Plusieurs de mes professeurs avaient bien connu Masai ; l’homme détonnait par son immense érudition et aussi, comme plusieurs anciens ecclésiastiques qui avaient quitté les ordres, par son platonisme clairement paganisant - qui heurtait ces positivistes pur sucre (dont je ne fus jamais).

Vous comprenez donc que, dans mon premier roman, Le Songe d’Empédocle, j’ai tenu à célébrer Pléthon et ses disciples, réunis dans la société secrète qu’il avait créée pour défendre l’hellénisme menacé par les Ottomans, La Phratrie des Hellènes. Un chercheur français, Claude Bourrinet, qui a écrit sur Jünger et Stendhal (ce qui est bon signe), vient de livrer une étude sur Pléthon, Zoroastre et Sparte, à laquelle je renvoie.

http://euro-synergies.hautetfort.com/archive/2025/04/29/p...

 

Rappelez-nous les raisons de votre engouement pour la figure d’Empédocle ?

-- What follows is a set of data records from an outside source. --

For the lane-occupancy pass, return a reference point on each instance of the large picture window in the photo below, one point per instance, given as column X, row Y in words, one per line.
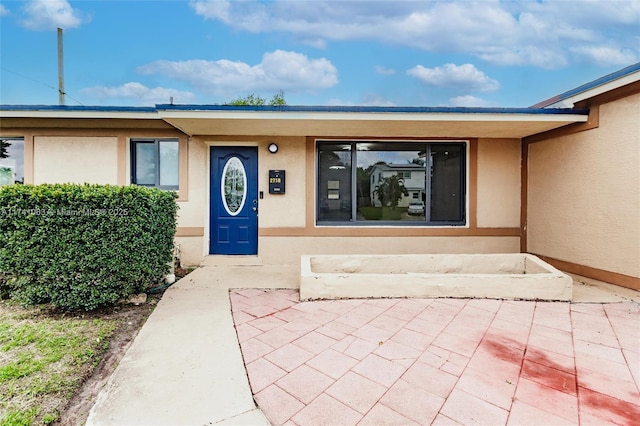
column 386, row 183
column 155, row 162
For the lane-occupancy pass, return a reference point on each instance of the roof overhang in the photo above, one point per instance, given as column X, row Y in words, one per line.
column 308, row 121
column 368, row 124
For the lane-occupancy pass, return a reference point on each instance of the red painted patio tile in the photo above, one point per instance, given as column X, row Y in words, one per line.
column 551, row 359
column 596, row 336
column 383, row 415
column 372, row 334
column 277, row 337
column 305, row 383
column 307, row 306
column 467, row 409
column 300, row 326
column 245, row 331
column 428, row 328
column 605, row 408
column 489, row 305
column 325, row 410
column 314, row 342
column 430, row 379
column 266, row 323
column 497, row 355
column 381, row 303
column 633, row 361
column 450, row 362
column 356, row 392
column 551, row 377
column 240, row 317
column 629, row 341
column 553, row 315
column 546, row 339
column 493, row 386
column 550, row 400
column 331, row 331
column 442, row 420
column 260, row 311
column 321, row 316
column 416, row 404
column 394, row 351
column 288, row 314
column 523, row 414
column 336, row 306
column 289, row 357
column 379, row 370
column 612, row 369
column 277, row 405
column 359, row 348
column 388, row 322
column 353, row 319
column 253, row 349
column 608, row 385
column 598, row 351
column 262, row 373
column 412, row 339
column 459, row 344
column 332, row 363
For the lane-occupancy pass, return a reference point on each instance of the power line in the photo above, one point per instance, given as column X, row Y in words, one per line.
column 40, row 82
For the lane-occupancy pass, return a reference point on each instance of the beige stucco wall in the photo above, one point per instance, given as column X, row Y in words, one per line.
column 584, row 193
column 499, row 183
column 62, row 159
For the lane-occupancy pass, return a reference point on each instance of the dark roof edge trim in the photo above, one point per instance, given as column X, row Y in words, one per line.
column 588, row 86
column 292, row 108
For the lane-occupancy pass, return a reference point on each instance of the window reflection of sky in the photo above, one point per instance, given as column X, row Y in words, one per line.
column 368, row 158
column 16, row 152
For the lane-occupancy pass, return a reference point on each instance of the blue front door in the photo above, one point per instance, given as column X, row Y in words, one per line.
column 234, row 200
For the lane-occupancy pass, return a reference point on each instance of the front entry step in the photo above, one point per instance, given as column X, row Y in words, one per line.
column 223, row 260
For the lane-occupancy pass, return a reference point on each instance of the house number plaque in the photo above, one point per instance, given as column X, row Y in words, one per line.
column 276, row 181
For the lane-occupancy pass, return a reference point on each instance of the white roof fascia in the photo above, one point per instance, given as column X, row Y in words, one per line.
column 79, row 114
column 371, row 116
column 606, row 87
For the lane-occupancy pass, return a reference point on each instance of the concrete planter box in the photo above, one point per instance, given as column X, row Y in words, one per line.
column 495, row 276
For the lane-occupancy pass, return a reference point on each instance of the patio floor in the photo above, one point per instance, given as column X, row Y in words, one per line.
column 439, row 361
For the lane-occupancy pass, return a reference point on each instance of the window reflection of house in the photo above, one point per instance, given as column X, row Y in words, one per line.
column 412, row 175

Empédocle d’Agrigente, penseur à la vie mystérieuse, devin errant, a exercé sur la pensée européenne une influence énorme, notamment par sa théorie des Quatre Eléments. Nietzsche disait de lui qu’il était « la figure la plus bariolée de la philosophie ancienne » et qu’il définissait comme « l’homme agonal ». Le Zarathoustra de Nietzsche doit beaucoup à cette figure fascinante qu’il décrit comme « le philosophe tragique par excellence », dont il loue « le pessimisme actif et non quiétiste ». Empédocle a aussi influencé Platon, Aristote, Lucrèce et Plotin, avant de laisser une empreinte sur l’hermétisme arabe et persan. Enfin, Hölderlin et Schopenhauer, Freud et Bachelard ont cheminé à ses côtés. Empédocle préférait créer des énigmes que dicter des solutions ; il a été mal compris pendant des siècles, déformé même, et ce au nom du principe du tiers exclu, qui exige qu’un philosophe ne peut en aucun cas se doubler d’un mystique. Or, chez Empédocle mythe et raison s’harmonisent dans une quête tant intérieure qu’extérieure. Mieux : un courant empédocléen se mêle au pythagorisme pour survivre bien plus tard que prévu dans le soufisme et chez nos alchimistes. Vous voyez qu’il s’agit d’une de ces figures souterraines de la culture européenne, dans l’ombre mais essentielle.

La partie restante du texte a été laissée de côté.